Specialized programmable hardware accelerators, i.e., GPUs, Smart Network Adapters, Smart Storage Drives and FPGAs, have become essential components of modern computing systems. However, such heterogeneity of processing elements challenges the software architecture dominated by traditional CPU-centric programming models and abstractions.
We are working on bridging the gap between modern hardware and software by introducing a new accelerator-centric operating system architecture. The goal is to turn the accelerators into first-class programmable devices on a par with the CPU, thereby hiding the hardware heterogeneity behind convenient OS abstractions.
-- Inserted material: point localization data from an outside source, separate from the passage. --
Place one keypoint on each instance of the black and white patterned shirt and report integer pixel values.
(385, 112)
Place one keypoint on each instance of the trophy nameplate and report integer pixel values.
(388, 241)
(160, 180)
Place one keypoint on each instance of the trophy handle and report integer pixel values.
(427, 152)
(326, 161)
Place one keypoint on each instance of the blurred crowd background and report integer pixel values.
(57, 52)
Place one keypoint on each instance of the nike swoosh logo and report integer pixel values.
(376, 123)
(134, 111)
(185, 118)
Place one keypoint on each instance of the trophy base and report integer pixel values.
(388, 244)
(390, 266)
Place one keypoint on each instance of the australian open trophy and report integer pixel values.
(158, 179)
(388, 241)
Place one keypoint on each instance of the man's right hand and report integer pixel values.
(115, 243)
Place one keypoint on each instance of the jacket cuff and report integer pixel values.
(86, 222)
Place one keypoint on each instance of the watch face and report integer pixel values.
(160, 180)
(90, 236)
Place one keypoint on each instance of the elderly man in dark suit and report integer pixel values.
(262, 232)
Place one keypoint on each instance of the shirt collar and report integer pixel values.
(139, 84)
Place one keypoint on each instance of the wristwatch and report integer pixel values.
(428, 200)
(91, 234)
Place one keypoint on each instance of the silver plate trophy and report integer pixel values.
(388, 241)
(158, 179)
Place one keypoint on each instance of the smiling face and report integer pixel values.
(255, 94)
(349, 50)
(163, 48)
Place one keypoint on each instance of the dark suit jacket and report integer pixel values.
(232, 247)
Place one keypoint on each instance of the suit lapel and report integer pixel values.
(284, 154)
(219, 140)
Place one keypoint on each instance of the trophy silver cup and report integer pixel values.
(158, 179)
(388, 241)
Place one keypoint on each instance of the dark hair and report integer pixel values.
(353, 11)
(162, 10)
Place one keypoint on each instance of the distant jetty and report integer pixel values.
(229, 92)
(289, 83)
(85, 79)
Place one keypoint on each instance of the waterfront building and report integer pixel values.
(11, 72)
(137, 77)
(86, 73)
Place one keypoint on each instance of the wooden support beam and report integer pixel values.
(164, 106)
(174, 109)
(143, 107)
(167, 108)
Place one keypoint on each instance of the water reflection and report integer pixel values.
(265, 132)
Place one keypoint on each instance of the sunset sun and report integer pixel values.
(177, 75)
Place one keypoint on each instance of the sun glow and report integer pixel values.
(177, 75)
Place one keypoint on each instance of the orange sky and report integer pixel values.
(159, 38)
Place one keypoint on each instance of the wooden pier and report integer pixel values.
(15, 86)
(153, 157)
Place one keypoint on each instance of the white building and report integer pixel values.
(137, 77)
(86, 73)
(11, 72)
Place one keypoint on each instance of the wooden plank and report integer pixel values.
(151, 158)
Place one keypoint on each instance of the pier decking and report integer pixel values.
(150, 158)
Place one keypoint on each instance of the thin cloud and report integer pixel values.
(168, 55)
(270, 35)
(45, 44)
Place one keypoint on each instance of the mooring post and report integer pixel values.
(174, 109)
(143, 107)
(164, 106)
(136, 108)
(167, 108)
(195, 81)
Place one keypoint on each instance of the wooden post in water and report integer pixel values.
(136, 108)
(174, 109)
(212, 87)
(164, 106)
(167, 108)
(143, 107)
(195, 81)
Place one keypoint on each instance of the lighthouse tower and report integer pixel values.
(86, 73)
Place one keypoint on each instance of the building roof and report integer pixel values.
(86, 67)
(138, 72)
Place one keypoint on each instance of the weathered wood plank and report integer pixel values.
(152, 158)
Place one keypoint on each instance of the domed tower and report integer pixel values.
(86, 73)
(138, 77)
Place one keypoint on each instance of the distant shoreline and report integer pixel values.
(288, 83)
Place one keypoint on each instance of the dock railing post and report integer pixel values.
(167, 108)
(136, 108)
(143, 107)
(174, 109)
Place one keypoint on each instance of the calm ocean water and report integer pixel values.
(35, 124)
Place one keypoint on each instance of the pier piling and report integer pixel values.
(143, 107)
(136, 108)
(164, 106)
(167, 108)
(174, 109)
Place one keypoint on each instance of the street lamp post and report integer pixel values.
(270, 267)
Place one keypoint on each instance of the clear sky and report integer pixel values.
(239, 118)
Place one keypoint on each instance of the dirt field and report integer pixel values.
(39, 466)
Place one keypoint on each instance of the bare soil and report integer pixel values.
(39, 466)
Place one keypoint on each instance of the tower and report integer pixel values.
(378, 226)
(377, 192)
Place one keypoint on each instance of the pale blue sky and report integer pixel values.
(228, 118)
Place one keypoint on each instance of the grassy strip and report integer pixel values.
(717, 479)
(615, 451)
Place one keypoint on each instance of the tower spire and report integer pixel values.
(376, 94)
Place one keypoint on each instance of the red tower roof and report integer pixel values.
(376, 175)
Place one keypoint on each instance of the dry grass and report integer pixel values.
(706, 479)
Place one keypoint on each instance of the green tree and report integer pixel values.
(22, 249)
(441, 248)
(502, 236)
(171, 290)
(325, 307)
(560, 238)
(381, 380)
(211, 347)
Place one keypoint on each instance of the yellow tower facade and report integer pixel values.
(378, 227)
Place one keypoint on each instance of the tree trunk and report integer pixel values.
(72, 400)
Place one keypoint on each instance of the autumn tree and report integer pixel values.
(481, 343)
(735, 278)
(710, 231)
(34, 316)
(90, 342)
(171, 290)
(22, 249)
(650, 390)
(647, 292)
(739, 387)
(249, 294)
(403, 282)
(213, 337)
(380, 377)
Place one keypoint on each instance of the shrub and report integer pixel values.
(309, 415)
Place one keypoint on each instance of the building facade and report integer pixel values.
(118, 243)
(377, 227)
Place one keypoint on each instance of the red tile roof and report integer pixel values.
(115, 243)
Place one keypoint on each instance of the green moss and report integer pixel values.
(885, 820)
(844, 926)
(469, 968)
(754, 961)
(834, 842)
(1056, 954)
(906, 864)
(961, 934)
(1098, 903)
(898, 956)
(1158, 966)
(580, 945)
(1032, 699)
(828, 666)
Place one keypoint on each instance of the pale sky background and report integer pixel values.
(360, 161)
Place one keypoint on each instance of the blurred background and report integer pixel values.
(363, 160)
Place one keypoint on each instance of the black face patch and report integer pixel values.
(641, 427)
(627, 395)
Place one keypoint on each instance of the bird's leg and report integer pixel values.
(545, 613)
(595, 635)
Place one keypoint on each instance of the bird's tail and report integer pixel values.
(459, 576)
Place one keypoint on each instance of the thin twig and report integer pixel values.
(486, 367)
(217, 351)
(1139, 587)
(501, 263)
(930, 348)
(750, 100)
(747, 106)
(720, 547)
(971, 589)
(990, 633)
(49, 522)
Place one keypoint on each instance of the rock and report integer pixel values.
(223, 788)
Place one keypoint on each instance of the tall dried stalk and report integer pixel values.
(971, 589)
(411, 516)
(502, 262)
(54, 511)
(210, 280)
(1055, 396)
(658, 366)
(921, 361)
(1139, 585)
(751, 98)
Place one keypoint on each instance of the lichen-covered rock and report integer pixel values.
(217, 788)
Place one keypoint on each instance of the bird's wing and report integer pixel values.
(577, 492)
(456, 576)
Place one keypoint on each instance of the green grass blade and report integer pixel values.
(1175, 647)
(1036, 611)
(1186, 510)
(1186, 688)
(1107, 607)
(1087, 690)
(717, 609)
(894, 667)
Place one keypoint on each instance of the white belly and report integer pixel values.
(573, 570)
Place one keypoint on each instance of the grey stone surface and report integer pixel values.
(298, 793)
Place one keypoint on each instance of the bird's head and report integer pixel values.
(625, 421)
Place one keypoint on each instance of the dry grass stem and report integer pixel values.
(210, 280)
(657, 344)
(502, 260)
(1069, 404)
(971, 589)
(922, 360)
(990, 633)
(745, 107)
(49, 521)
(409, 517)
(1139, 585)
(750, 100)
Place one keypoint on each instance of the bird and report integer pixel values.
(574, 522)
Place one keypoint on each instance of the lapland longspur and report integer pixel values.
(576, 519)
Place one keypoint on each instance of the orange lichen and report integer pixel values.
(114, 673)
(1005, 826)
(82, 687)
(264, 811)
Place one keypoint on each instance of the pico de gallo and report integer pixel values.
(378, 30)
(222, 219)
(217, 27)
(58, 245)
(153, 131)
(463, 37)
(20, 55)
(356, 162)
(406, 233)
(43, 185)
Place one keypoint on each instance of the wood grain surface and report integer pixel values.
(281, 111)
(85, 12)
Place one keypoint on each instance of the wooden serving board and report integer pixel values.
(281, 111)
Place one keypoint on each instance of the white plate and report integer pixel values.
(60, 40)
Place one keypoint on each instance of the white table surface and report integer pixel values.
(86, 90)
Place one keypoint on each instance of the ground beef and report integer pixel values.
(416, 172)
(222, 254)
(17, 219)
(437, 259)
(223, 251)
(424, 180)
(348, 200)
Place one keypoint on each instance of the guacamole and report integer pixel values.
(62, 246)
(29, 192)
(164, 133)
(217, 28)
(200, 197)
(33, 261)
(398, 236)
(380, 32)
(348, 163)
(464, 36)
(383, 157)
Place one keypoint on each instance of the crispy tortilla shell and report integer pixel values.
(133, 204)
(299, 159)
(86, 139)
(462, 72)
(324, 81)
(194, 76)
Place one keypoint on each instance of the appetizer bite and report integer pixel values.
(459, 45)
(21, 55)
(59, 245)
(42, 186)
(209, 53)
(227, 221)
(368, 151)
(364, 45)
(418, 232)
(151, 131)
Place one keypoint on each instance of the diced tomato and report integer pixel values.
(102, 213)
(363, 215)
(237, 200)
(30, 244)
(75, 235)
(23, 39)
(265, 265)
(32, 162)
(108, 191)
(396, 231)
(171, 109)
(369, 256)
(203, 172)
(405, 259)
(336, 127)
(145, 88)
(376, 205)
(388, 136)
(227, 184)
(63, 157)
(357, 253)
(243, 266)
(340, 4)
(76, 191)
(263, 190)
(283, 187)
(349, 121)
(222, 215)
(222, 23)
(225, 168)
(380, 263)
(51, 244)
Many projects in the lab materialize this vision.
See the video with the overview here, and a more recent talk here.

We develop novel OS abstractions and a framework for accelerating server applications on FPGA SmartNICs, as well as a novel FPGA-based driver for direct control of an ASIC NIC to make the NIC hardware offloads accessible to the FPGA logic
We show that SmartNICs today provide enough horse-power to drive up to hundred of low-latency ML accelerators, completely offloading network stack processing from the host CPU. When running an inference server with 12 GPUs at 300usec per inference request, the CPU utilization is 0.
This project shows how to enable native file access from the GPU kernel. We build a GPU file system layer (GPUfs), with GPU-centric memory-mapped file management (ActivePointers), GPU-page fault based memory mapped files integrated with the Linux page cache (GAIA) and full integration of peer-to-peer GPU-to-SSD transfers with the Linux page cache and file I/O API (SPIN).
We develop convenient programming abstractions for GPUs to perform highly efficient low-latency network I/O without the use of CPUs. The GPU networking layer is used to design low-latency multi-GPU network servers that do not use the host CPU.